Because Karter was born during the offseason, the new family will have a few months together before the start of another baseball season. Kevin's parents have visited from Indiana, and Kevin, Marisa and Karter will visit them in January.
For this first Christmas as parents, it'll be the three of them getting to know one another.
"The thing about that is, I know a lot of guys go on the paternity list during the season and then come back and play," Kiermaier said. "I tip my hat to those guys and to their wives. I don't know how they do it. The best thing about having him during the offseason is I can get terrible sleep and get up with him, and it doesn't matter. I don't have a game to get ready for at 7 o'clock.
"Taking care of a baby by themselves, these wives deserve an honor, a high honor. I can leave for a few hours to go work out and hit, and when I come back, I see how full her hands are."

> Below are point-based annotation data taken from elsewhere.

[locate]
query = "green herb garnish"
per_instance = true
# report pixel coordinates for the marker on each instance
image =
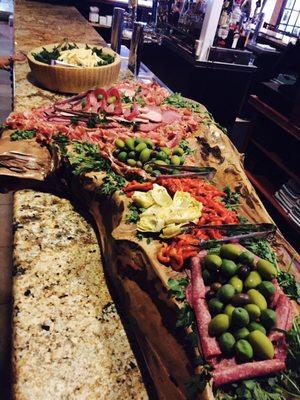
(133, 216)
(176, 100)
(198, 382)
(231, 198)
(184, 145)
(177, 287)
(22, 135)
(111, 183)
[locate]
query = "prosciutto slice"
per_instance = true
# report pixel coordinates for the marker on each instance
(285, 315)
(237, 372)
(209, 345)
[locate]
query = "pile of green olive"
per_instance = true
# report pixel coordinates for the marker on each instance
(238, 300)
(140, 152)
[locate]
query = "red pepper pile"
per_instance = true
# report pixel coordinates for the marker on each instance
(214, 212)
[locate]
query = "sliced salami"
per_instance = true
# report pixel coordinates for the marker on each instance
(245, 371)
(209, 345)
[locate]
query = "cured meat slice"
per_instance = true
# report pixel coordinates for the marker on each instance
(198, 286)
(285, 314)
(278, 292)
(209, 345)
(170, 116)
(189, 294)
(223, 376)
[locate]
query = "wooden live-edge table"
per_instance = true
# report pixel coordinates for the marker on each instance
(49, 211)
(68, 340)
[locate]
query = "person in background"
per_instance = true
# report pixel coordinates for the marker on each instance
(6, 62)
(176, 9)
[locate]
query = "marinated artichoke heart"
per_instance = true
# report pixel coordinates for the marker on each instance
(161, 196)
(164, 213)
(171, 231)
(143, 199)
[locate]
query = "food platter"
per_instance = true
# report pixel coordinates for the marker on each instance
(73, 78)
(163, 181)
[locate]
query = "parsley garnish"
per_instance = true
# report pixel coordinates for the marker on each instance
(176, 100)
(177, 287)
(111, 183)
(133, 215)
(22, 135)
(184, 145)
(231, 199)
(74, 120)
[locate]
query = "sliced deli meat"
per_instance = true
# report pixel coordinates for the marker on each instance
(237, 372)
(209, 345)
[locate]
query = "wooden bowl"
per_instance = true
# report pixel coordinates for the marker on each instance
(73, 79)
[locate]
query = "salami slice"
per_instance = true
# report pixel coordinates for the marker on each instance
(284, 312)
(245, 371)
(197, 281)
(209, 345)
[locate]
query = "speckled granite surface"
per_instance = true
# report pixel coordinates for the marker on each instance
(68, 340)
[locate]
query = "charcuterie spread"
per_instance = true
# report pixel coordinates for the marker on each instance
(159, 160)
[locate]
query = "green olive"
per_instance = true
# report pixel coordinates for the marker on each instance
(257, 298)
(212, 262)
(240, 317)
(122, 156)
(266, 269)
(255, 326)
(161, 155)
(160, 162)
(253, 311)
(145, 155)
(131, 162)
(149, 143)
(228, 268)
(111, 99)
(266, 288)
(166, 150)
(175, 160)
(140, 147)
(129, 143)
(226, 342)
(237, 283)
(268, 318)
(243, 350)
(132, 154)
(252, 280)
(226, 292)
(262, 346)
(215, 306)
(178, 151)
(120, 143)
(218, 325)
(246, 257)
(240, 299)
(241, 333)
(230, 251)
(229, 310)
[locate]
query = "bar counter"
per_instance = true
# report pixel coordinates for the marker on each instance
(68, 339)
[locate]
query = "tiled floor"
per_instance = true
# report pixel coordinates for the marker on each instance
(6, 48)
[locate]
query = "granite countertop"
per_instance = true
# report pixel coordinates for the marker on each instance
(68, 339)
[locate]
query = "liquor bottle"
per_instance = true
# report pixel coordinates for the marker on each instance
(235, 18)
(223, 25)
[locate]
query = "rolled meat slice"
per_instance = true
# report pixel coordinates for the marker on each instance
(113, 92)
(209, 345)
(223, 376)
(285, 315)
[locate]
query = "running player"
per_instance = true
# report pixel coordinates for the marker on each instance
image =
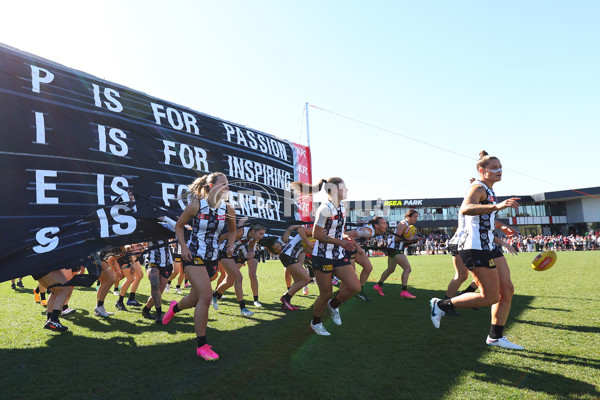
(328, 252)
(461, 272)
(209, 213)
(396, 254)
(487, 264)
(159, 267)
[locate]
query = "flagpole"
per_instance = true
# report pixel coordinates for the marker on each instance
(307, 130)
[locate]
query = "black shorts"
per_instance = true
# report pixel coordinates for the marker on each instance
(165, 271)
(453, 249)
(327, 265)
(288, 260)
(211, 266)
(497, 252)
(477, 258)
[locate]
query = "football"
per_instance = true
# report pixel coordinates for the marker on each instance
(410, 232)
(544, 261)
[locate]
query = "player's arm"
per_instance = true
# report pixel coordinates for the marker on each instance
(319, 232)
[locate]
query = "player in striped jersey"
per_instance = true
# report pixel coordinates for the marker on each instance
(476, 249)
(376, 226)
(247, 235)
(396, 254)
(209, 213)
(328, 253)
(292, 257)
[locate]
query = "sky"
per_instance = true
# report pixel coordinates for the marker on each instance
(403, 95)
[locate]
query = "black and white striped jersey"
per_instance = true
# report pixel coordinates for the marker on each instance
(207, 224)
(479, 229)
(160, 256)
(333, 227)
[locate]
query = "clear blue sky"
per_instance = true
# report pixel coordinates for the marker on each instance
(519, 79)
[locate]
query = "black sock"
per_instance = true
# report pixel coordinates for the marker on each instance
(496, 331)
(54, 315)
(469, 289)
(334, 303)
(445, 304)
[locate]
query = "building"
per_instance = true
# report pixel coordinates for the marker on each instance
(574, 211)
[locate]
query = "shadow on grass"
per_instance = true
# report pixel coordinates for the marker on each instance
(534, 380)
(385, 348)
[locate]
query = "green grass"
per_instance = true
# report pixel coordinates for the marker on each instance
(386, 348)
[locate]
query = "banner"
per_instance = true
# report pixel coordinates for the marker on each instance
(73, 145)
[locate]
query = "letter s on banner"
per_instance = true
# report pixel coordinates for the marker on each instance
(120, 219)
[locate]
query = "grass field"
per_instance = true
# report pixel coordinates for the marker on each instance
(387, 348)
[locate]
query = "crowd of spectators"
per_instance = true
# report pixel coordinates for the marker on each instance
(437, 243)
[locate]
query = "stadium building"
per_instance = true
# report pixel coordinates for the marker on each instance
(563, 212)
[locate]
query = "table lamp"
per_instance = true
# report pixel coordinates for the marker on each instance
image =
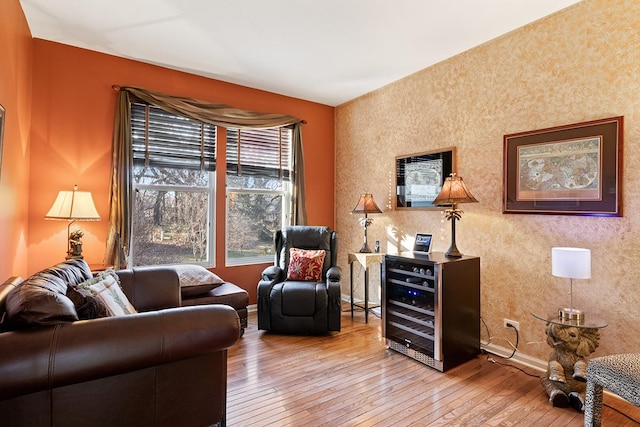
(366, 205)
(73, 206)
(572, 263)
(453, 192)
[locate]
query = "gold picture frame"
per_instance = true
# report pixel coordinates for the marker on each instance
(572, 170)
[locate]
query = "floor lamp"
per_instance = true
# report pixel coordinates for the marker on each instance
(73, 206)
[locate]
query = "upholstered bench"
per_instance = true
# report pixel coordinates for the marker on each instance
(619, 373)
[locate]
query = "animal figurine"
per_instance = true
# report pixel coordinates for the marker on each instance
(566, 378)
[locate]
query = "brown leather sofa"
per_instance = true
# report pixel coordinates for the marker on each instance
(164, 366)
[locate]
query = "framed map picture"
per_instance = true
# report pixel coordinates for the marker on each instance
(572, 169)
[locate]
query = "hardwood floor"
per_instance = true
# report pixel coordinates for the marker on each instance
(352, 379)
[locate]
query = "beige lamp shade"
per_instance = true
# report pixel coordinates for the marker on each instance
(454, 191)
(572, 263)
(73, 205)
(366, 205)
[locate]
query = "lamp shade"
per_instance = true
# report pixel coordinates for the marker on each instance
(366, 205)
(573, 263)
(74, 206)
(454, 191)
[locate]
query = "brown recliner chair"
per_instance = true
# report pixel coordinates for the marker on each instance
(296, 306)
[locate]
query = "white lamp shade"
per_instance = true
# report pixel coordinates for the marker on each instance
(573, 263)
(74, 205)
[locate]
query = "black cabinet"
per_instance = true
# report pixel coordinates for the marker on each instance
(431, 307)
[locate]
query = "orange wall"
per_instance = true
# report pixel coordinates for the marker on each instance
(16, 51)
(72, 120)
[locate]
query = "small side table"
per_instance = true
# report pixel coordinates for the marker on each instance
(365, 260)
(572, 342)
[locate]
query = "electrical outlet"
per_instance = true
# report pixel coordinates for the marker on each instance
(508, 323)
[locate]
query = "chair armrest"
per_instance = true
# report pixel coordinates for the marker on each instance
(151, 287)
(69, 353)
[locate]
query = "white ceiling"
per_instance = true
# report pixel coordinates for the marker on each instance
(326, 51)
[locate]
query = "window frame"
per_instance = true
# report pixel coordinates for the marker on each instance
(211, 214)
(285, 215)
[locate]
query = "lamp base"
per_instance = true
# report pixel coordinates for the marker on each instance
(453, 252)
(571, 314)
(365, 249)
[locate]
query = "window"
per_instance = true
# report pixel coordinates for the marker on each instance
(174, 187)
(258, 192)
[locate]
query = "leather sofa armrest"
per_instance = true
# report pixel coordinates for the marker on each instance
(151, 287)
(69, 353)
(273, 273)
(334, 274)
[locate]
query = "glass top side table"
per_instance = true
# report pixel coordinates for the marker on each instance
(588, 322)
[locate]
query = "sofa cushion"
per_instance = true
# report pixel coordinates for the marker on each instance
(100, 296)
(305, 265)
(42, 300)
(196, 280)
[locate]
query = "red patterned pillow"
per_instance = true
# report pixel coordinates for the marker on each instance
(305, 265)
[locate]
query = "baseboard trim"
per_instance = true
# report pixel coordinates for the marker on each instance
(522, 359)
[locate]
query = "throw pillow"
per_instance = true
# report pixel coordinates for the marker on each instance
(100, 297)
(196, 280)
(305, 265)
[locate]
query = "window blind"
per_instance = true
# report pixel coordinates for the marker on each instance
(259, 152)
(163, 139)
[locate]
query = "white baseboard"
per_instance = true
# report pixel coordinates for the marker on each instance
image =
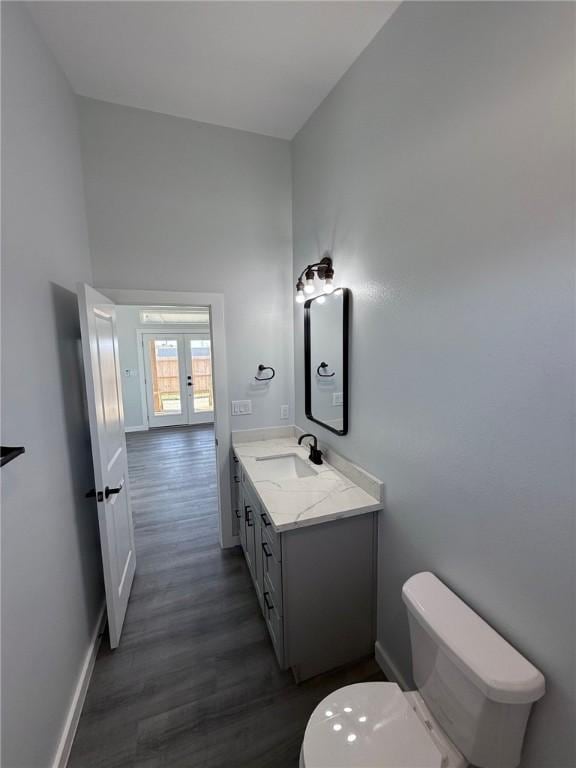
(73, 716)
(390, 669)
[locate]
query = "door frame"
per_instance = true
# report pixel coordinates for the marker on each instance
(215, 303)
(146, 380)
(143, 374)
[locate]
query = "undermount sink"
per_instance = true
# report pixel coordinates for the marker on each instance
(289, 466)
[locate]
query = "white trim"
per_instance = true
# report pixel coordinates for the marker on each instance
(390, 669)
(77, 703)
(215, 301)
(142, 378)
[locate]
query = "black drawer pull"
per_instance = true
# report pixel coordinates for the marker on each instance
(265, 549)
(270, 607)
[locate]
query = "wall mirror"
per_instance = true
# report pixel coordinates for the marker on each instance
(326, 359)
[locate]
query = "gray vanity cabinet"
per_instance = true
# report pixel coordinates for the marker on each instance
(316, 585)
(236, 501)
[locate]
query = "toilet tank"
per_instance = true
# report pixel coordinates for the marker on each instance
(475, 684)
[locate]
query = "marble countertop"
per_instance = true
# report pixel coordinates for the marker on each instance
(296, 502)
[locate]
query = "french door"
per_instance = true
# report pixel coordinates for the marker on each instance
(179, 387)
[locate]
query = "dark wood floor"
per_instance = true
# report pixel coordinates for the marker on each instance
(194, 682)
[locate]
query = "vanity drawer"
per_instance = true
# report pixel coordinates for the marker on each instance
(270, 535)
(275, 626)
(272, 575)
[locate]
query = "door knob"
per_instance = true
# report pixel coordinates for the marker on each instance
(111, 491)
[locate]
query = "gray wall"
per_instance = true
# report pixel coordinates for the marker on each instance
(51, 588)
(179, 205)
(127, 324)
(439, 171)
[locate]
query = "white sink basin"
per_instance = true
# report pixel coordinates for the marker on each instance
(289, 466)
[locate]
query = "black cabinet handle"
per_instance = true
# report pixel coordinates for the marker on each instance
(111, 491)
(266, 550)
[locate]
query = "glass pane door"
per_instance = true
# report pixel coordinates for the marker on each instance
(199, 379)
(164, 373)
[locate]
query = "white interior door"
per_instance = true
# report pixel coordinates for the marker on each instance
(199, 378)
(104, 393)
(164, 360)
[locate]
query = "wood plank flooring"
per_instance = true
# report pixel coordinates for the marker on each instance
(194, 682)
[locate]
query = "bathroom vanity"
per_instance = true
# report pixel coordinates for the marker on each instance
(309, 538)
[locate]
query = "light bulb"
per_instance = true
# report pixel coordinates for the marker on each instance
(309, 285)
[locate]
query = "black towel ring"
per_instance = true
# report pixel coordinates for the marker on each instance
(324, 375)
(265, 368)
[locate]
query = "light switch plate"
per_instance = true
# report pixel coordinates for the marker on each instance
(241, 407)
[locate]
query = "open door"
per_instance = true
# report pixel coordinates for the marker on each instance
(106, 414)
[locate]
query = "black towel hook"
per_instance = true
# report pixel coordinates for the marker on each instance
(265, 368)
(324, 375)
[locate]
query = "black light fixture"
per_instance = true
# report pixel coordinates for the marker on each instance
(305, 283)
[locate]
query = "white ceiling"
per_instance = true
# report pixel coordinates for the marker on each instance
(257, 66)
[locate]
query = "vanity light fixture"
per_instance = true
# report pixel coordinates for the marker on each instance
(306, 284)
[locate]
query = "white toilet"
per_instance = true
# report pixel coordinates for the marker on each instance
(474, 696)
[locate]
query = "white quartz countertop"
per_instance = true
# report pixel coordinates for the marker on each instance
(300, 501)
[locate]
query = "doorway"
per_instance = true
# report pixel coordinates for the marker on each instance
(178, 378)
(213, 304)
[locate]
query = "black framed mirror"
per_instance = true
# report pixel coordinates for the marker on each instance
(326, 319)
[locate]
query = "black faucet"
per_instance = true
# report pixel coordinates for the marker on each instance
(315, 454)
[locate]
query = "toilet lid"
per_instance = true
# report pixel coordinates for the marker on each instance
(368, 725)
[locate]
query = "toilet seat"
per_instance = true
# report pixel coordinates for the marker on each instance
(367, 725)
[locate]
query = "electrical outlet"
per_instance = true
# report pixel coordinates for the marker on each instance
(241, 407)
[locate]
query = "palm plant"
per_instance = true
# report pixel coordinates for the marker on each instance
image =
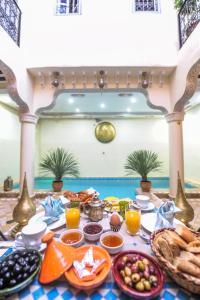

One of the holiday traditions Kiermaier most remembers growing up in Indiana is how he and one of his brothers and a cousin would show up at a Christmas Eve family event in cutoff T-shirts.
Sounds like a silly little thing -- a bunch of boys at grandma's house. Funny how the silly little things are those that still have a special place in the heart and mind.
"I don't remember how it originated," he said. "It was when I was 7, 8, 9 years old. It was cold then, and we wanted to show everyone how tough we were. I took a lot of pride in that as funny as it sounds now."
Now for something completely different: figuring out this parenting thing.
"He's doing great, awesome," Kiermaier said of the baby. "Thanksgiving was special, and I can't wait to wake up on Christmas morning with him. We're looking forward to dressing him up and just being with him. I know it's just another day for him, but we have a full lifetime ahead, looking forward to days like this. We're looking forward to creating our own family traditions."
Life comes at you fast. Kiermaier and his two brothers were married within a span of a few weeks last offseason. His bachelor party was a bow fishing trip to Wisconsin. With a honeymoon to Antigua, his brothers' weddings and the Wisconsin trip, Kiermaier traveled more than 8,000 miles. This offseason will be a bit calmer, but even more interesting.
"This is the greatest feeling in the world," he said. "We're thankful it happened like this for us, so we can figure out how to be parents for four or five months before baseball."